2 . The method of claim 1 wherein the activation levels of at least 2, 3, 4, 5, 6, 7, 8, or more than 8 of the activatable elements are determined and used to categorize the individual in relation to rheumatoid arthritis.
3 . The method of claim 1 wherein the level of IkBa is also determined and used in categorizing the individual in relation to rheumatoid arthritis.
4 . The method of claim 1 wherein the categorizing comprises determining disease activity, determining disease progression, determining the likelihood of disease occurrence in a non-symptomatic individual, determining the likelihood and/or degree of future disease progression in a symptomatic individual, determining likelihood of joint destruction, determining response to treatment, determining likelihood of non-joint manifestations, or any combination thereof.
5 . The method of claim 1 further comprising
i) determining the level of an activated form of a second activatable element in cells in a second cell population from the individual on a single cell basis wherein the cells are treated with a second modulator or no modulator, wherein at least one of the second population of cells, second modulator, or second activatable element is different than the first population of cells, first modulator, or first activatable element; and
ii) from the activation levels of the first and second activatable elements, categorizing the individual in relation to rheumatoid arthritis.
6 . The method of claim 5 wherein the second activatable element is selected from the group consisting of p-CD3ζ, p-Lck, p-Plcg2, p-ZAP70/Syk, p-STAT 1, p-STAT3, p-STAT5, p-Akt, p-P38, and p-S6.
7 . The method of claim 1 wherein the first modulator is used.
8 . The method of claim 7 wherein the first modulator is selected from the group consisting of anti-CD3 antibody, Fab2IgM, IFNα2, IL-6, IL-10, LPS, IgD, R848, and TNFα.
9 . The method of claim 8 wherein the first modulator→first activatable element (node) is selected from the group consisting of anti-CD3→p-CD3ζ, anti-CD3→p-Lck, anti-CD3→p-Plcg2, anti-CD3→p-ZAP70/SYK, IFNα→p-STAT5, IL-10→p-STAT1, LPS+IgD→p-Akt, R848→p-P38, IL-6→p-STAT3, LPS+IgD→p-S6, IFNα→p-STAT3, IL-6→p-STAT1, and Fab2IgM→p-ZAP70/SYK.
10 . The method of claim 1 further comprising determining an activation level of the first activatable element in cells in the first cell population from a second sample from the individual on a single cell basis wherein the cells are treated with the first modulator or no modulator, wherein the second sample is taken at a different time than the first sample.
11 . The method of claim 1 further comprising treating the individual based at least in part on the categorizing of the individual.
12 . A report categorizing an individual in relation to rheumatoid arthritis comprising information derived from the method of claim 1 .
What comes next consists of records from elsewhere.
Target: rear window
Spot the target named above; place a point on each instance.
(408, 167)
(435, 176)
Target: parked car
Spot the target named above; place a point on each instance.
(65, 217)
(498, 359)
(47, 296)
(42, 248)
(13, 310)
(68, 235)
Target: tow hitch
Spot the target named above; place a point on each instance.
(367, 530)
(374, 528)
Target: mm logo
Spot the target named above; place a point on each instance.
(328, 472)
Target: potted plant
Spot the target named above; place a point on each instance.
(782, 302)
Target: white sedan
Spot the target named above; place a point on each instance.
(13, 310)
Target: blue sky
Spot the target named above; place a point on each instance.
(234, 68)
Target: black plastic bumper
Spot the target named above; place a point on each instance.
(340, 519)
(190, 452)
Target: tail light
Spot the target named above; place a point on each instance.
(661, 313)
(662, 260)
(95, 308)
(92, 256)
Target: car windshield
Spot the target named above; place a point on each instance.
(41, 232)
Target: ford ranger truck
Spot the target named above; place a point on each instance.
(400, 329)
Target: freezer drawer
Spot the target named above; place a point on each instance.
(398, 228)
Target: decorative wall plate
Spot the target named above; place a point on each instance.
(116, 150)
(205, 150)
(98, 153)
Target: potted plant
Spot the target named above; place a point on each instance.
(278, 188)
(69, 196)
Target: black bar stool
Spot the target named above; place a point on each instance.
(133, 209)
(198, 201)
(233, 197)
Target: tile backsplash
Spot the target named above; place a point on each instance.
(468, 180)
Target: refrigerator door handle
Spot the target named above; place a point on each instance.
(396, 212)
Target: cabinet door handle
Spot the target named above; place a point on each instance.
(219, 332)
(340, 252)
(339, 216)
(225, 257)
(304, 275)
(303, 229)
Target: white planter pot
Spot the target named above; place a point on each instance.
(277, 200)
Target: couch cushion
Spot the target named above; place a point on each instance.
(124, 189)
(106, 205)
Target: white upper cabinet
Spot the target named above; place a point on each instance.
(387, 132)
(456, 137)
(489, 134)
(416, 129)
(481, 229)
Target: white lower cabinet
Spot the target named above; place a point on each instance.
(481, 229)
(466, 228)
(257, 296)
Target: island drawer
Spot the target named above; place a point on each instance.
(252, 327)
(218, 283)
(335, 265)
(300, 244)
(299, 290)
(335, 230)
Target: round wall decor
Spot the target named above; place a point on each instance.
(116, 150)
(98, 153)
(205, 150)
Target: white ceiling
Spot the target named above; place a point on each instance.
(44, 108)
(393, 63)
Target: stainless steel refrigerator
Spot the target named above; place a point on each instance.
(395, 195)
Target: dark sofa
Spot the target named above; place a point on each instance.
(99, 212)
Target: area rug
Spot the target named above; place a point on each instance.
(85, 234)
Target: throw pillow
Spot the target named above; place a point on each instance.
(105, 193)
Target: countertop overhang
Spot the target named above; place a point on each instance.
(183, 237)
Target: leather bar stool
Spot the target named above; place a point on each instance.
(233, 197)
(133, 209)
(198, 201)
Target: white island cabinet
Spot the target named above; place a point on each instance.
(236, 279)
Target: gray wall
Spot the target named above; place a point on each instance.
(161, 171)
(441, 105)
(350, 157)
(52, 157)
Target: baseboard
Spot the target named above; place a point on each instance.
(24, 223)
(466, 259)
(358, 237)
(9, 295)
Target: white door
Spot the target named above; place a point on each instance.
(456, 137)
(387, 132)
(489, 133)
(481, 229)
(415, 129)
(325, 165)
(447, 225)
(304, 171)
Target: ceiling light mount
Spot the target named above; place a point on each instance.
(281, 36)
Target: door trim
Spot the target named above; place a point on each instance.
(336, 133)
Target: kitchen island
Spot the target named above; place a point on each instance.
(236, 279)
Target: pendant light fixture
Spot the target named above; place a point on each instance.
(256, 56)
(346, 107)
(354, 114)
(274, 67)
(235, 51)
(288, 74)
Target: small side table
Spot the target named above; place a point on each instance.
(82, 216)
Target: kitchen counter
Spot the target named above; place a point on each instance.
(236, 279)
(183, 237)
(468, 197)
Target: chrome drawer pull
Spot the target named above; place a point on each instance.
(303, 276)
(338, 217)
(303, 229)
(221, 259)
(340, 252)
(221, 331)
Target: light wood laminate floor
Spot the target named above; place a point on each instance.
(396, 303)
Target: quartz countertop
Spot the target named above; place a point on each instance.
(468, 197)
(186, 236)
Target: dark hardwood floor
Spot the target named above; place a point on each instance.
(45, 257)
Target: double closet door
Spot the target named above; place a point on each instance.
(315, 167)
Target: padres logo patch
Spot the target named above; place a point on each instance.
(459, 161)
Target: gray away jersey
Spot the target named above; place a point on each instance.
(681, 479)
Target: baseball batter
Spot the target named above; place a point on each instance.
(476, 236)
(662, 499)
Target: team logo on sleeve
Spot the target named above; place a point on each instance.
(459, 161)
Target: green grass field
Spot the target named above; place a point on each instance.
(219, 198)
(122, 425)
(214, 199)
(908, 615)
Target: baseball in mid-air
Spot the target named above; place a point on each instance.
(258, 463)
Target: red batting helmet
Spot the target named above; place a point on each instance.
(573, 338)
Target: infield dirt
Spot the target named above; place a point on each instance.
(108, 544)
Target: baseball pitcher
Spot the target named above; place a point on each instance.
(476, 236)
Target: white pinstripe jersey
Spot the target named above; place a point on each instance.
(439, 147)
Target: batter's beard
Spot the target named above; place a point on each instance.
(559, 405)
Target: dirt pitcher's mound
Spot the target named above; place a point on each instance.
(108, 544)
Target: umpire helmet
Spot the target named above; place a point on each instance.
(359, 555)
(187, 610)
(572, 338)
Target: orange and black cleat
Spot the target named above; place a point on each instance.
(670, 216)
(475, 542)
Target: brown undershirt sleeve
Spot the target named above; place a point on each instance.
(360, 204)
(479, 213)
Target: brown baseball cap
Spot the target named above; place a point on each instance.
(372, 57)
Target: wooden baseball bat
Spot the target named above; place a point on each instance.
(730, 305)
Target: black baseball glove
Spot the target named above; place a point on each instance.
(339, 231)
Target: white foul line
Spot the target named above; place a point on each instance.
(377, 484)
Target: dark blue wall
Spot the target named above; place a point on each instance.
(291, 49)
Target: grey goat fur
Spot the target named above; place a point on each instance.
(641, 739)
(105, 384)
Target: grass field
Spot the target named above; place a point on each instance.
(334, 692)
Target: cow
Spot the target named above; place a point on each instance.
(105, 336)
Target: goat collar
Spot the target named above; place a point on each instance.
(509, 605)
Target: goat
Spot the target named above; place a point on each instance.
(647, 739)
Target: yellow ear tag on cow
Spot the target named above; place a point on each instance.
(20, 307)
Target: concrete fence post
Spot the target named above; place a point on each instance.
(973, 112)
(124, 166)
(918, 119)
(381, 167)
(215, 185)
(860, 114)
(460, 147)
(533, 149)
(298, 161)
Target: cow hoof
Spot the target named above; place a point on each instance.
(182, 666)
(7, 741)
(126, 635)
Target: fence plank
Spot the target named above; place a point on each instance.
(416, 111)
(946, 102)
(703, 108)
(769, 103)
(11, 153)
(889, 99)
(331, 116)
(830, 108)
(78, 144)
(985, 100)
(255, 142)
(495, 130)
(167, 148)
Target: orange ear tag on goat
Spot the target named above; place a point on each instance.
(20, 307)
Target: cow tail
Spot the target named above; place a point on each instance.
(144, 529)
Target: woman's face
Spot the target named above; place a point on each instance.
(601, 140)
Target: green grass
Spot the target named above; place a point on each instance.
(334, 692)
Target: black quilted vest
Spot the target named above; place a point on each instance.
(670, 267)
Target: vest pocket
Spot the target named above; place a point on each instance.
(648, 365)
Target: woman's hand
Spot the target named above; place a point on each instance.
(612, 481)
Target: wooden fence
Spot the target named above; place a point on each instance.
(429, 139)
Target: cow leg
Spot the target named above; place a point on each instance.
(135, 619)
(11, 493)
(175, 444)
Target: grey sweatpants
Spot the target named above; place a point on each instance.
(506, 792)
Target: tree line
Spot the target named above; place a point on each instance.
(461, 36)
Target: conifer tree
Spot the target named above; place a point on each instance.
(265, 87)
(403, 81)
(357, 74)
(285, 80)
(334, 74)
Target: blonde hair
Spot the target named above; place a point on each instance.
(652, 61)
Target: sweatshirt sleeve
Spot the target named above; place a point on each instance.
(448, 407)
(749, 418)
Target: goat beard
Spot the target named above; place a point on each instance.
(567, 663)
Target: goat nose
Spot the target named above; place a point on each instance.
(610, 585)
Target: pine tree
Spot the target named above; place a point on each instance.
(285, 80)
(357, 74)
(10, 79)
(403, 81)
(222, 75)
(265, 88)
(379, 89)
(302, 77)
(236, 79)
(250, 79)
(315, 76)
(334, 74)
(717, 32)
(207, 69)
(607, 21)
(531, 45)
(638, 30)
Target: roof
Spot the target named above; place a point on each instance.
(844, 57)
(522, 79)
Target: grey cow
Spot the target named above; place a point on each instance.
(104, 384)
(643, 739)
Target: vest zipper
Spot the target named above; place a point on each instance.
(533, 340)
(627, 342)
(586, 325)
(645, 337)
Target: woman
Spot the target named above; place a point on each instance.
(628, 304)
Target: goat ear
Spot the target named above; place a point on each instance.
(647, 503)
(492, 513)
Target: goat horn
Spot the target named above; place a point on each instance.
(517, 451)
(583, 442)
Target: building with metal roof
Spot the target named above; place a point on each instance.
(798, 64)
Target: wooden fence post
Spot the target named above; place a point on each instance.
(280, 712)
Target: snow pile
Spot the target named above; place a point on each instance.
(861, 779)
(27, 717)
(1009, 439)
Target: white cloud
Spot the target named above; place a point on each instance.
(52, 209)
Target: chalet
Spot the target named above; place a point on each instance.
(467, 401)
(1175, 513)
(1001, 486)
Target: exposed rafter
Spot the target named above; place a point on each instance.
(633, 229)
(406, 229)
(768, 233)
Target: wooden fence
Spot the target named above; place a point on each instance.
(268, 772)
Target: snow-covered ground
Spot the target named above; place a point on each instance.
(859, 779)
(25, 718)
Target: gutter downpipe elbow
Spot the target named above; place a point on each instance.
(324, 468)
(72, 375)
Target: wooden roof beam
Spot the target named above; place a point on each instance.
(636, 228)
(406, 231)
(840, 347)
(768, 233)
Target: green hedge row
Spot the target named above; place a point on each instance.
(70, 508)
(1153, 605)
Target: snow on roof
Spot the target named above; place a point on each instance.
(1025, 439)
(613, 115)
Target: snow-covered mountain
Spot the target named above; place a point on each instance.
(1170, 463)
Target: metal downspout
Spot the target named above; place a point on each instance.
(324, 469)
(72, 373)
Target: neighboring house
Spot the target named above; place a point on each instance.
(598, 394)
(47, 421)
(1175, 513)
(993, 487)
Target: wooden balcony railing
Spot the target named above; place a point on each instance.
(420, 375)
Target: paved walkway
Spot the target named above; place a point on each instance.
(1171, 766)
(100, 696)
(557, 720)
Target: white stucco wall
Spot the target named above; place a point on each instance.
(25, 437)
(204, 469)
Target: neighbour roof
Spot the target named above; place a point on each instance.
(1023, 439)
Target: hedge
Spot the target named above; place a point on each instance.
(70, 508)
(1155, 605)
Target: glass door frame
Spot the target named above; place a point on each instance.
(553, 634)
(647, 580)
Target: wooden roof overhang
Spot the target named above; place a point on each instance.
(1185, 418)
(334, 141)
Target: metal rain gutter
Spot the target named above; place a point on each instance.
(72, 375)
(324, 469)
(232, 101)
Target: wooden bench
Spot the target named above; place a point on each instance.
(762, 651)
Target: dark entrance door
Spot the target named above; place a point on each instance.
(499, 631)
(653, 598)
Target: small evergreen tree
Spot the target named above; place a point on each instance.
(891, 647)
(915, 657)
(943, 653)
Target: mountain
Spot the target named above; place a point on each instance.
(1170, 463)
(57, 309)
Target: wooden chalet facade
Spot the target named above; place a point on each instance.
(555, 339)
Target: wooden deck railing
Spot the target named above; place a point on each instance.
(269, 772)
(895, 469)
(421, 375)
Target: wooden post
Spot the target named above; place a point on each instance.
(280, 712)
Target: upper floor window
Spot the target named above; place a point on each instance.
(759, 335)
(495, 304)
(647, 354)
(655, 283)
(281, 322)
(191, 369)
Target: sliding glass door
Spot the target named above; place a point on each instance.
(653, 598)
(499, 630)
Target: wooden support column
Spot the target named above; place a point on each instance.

13 . A method of treating an individual suffering from an autoimmune disease comprising
i) determining that the individual will likely respond to a drug by reviewing the results of a test comprising
a) determining the activation level of a first activatable element in cells from a first cell population in a sample from the individual on a single cell basis, wherein the cells are treated with a first modulator or no modulator;
b) determining if the individual will respond to treatment based at least in part on the activation level of the first activatable element; and
ii) administering the drug to the individual.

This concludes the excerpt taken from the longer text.